School starts Monday, and so my two grandsons and I are doing our best to enjoy this last week of freedom.
This afternoon we went to the Kimbell Museum to see Butchers, Dragons, Gods and Skeletons, film installations by Phillip Haas inspired by works in the collection. I don't know if the exhibit's title was specifically designed to attract little boys, but it worked. They were enthralled by the installations.
We viewed one [inspired by James Ensor's Skeletons Warming Themselves]while sitting on the floor inside a room-sized skull; another [inspired by Apollo and the Continents] while stretched out flat on the floor while amazing images floated across the ceiling overhead, and another [inspired by Annibale Carracci's The Butcher Shop] seated on a bench in a room where we watched the artist on one wall and his subjects on another. At times, images moved from one side of the room to another, a process that fascinated all three of us.
We didn't see all the installations, leaving some for another day. It was time to let off some energy so we crossed the street to the Modern Art Museum of Fort Worth, my grandsons' favorite museum in a city full of museums.
One reason they love it is Richard Serra's Vortex, a 67 feet, 10-inch high sculpture of Cor-ten steel.
When you walk inside this amazing piece of art, sound changes. The sculpture is a giant sounding board, turning steps into soft booms, taps into sharp little darts of sounds, sighs into breezes, and giggles into full blown laughter.

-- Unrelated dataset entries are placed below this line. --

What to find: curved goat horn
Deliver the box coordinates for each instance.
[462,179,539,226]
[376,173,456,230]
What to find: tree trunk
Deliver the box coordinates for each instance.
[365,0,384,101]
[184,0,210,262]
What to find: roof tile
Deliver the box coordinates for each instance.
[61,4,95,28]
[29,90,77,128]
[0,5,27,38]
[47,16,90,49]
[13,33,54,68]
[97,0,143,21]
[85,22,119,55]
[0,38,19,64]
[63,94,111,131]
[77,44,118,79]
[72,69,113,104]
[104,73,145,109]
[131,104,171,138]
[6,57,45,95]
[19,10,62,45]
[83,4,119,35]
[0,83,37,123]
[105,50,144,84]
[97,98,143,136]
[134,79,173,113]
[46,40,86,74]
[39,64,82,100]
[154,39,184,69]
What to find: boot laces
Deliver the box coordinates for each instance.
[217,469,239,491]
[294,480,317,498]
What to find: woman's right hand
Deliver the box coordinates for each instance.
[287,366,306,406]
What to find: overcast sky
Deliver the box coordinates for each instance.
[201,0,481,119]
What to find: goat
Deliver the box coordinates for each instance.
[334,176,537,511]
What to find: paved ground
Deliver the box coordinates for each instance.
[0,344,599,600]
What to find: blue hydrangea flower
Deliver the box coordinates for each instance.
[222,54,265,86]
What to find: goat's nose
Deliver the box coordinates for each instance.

Gavin, 5, thinks it is just about the best place in the whole city. What's more, the openings in the bottom of the sculpture create a nice little wind tunnel, making its shaded interior about ten degrees cooler than outside.
Looking up at the opening at the top is not unlike being inside a cathedral.

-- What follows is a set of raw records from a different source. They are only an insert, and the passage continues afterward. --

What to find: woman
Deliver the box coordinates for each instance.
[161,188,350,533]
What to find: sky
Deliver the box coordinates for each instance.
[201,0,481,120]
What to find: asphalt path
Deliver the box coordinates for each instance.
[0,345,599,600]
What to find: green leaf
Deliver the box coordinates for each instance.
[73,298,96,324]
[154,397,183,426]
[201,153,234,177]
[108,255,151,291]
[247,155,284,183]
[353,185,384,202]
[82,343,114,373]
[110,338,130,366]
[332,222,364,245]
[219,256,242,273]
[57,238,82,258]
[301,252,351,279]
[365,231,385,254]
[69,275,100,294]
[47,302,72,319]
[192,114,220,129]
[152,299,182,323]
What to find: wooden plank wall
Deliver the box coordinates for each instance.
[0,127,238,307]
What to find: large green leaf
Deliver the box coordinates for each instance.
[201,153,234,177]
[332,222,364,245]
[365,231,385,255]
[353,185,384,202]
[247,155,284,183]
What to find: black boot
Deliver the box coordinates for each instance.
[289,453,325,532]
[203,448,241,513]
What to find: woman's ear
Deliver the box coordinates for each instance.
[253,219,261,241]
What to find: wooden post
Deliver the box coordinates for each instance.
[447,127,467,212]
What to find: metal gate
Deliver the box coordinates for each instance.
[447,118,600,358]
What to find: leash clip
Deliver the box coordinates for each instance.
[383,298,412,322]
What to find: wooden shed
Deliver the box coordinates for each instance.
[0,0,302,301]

Curran, 7, likes leaning on the walls in various places, seeing how the sound changes as he moves.
And if you hop and leap about, your feet make wonderful musical sounds.
Rubbing your hands on the walls, raising your voice, tapping your toes -- all make interesting and varied noises.
And of course, yelling makes great BIG echoes.
Gavin wraps himself in sound and sunlight inside the Serra.
Then we head home where popsicles, cool tile floors, and happy dogs await us.